Hungary (George Szigeti) has been one of the founding members of the European Physical Society; its past president was Norbert Kroó (Budapest). The International Union for Pure and Applied Physics had Hungarian vice-presidents (Lénard Pál, George Marx). The Academia Europea and the International Astronautical Academy (created by Kármán) have about a dozen Hungarian physicist members, they held general assemblies in also Budapest. The president of the Physics and Technology Division of the Academia Europaea is Norbert Kroó. The Association of Hungarian Physics Students initiated the formation of the International Assotiation of Physics Students; its first president was Patroklos Budai (a student at Eötvös University in Budapest). At the millenium of the Hungarian school Hungary hosted the World Conference of Physics Students (1996).

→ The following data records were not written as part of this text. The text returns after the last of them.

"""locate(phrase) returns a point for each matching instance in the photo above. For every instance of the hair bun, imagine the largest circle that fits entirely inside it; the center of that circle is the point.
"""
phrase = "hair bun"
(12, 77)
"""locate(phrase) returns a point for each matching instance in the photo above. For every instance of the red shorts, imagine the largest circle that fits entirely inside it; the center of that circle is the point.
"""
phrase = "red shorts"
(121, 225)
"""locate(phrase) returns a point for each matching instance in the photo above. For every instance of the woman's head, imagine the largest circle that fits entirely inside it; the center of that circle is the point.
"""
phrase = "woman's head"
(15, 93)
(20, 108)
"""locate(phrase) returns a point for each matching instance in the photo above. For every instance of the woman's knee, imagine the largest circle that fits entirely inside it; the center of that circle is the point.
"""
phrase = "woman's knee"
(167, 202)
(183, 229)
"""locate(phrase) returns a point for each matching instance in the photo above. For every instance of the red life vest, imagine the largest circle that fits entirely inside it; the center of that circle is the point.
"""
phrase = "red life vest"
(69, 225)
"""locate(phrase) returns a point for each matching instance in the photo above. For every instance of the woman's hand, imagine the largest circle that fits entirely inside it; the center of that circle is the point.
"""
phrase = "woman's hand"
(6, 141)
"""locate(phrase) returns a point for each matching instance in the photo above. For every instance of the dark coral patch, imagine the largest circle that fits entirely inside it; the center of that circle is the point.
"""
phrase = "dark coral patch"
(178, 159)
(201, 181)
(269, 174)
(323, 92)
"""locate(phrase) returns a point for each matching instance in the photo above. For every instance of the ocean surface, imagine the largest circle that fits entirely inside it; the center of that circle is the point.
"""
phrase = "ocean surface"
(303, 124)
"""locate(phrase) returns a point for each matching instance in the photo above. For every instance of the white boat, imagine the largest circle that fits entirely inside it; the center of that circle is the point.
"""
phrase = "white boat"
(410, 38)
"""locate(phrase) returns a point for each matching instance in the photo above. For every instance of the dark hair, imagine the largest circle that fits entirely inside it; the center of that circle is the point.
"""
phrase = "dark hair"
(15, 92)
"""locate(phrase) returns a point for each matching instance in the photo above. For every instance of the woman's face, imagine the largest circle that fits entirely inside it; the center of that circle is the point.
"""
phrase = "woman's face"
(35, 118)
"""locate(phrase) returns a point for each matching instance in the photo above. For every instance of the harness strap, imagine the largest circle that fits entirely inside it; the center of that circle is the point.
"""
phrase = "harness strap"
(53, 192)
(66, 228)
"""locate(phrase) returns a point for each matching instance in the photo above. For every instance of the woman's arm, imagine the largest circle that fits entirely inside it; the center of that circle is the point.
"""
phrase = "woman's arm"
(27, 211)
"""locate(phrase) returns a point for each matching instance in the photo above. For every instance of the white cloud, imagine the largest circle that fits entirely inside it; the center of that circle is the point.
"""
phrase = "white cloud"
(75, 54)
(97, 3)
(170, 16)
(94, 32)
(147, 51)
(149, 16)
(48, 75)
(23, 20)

One important mission of the Eötvös Society had been to keep contact with Hungarians working abroad, on the other side of the Iron Curtain. After John von Neumann the Eötvös Society elected honorary members like Cornelius Lanczos, John G. Kemeny, László Tisza (these were their only acknowledgements from their mother country while they lived), as well as Zoltan Bay, John C. Harsanyi, Nicholas Kurti, Valentine Telegdi, Edward Teller, Eugene P. Wigner (they are also honorary members at the Hungarian Academy). The honor coming from their native country were appreciated.
There are also other prominent honoraries from overseas, from Europe, and from neighboring countries, speaking Hungarian. Their visiting lectures are attended by hundreds of students and physicists, helping to keep the community of the Hungarian speaking physicists together. There are more Hungarian-born physics professors working actively abroad, most of them in the United States, than within Hungary. Our present intensive Western connections are mainly due to their influence. It is a mission of the Eötvös Society to make use of the expertise and knowledge of the Martians, happy and successful far away, in order to strengthen physics at home as well.
We expect that the Hungarian society will gradually grow up to respect its talents. In the 1990s this may become our ticket for re-entrance to the European Community.